Karl, who ignored human needs and human weaknesses, forced his men to march and work as if it had been midsummer and they well fed.

Two thousand of them dropped dead of cold in their tracks.

The rest were soon reduced to a state bordering on misery.

There was no replenishing their clothes, half were without coats, half without boots or shoes; they had to clothe themselves in skins as best they might, and suffer and die as best they might, for the mad King tolerated no murmur, and such was his authority and the awe and respect that his very name inspired that his troops endured what perhaps no other general had induced men to endure before. Such food as kept them alive was provided by Mazeppa, who alone prevented them from perishing miserably.

The old Prince of the Cossacks had remained faithful to Karl despite the offers Peter made to him to induce him to return to his allegiance. The Czar, not wishing to appear inferior to his enemy in spirit or daring, advanced into the Ukraine, regardless of the frozen country and tempests of snow.

He did not, however, attack the King of Sweden, but merely harassed him by small raids on his camp, thinking that hardships and cold would have reduced them to extremity before succor could reach them.

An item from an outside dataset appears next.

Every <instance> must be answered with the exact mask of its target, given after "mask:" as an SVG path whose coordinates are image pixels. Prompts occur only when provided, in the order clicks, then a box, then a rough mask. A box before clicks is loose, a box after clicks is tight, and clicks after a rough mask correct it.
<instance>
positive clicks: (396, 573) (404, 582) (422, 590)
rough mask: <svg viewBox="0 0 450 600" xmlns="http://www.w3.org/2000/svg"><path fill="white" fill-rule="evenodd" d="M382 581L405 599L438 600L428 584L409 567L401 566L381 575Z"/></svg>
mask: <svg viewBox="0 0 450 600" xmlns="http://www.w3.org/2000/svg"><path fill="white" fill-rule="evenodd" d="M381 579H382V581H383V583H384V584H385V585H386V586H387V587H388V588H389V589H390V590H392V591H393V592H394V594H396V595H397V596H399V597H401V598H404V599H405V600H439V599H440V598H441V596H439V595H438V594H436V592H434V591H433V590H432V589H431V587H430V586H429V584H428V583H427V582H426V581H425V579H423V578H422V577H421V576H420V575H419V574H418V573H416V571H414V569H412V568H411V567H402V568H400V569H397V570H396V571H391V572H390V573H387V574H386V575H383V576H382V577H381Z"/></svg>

News from Stockholm finally came to the isolated army.

Karl learnt that his sister, the Duchess of Holstein-Gottorp, was dead of the small-pox. This gentlewoman was but a faint memory to the King; it was eight years since this terrible and bloody war had been undertaken to replace her husband on his throne.

Karl had almost forgotten Stockholm; almost forgotten the cause of the war; the young Duke was dead, and had but a small place in the stern King’s mind, compared to the vast designs that had grown out of his quarrel.

Not till the first day of February did the snow permit the Swedes to move, and then it was amid terrible weather that Karl advanced on Poltava, a fort full of supplies that Peter held across the Moscow route.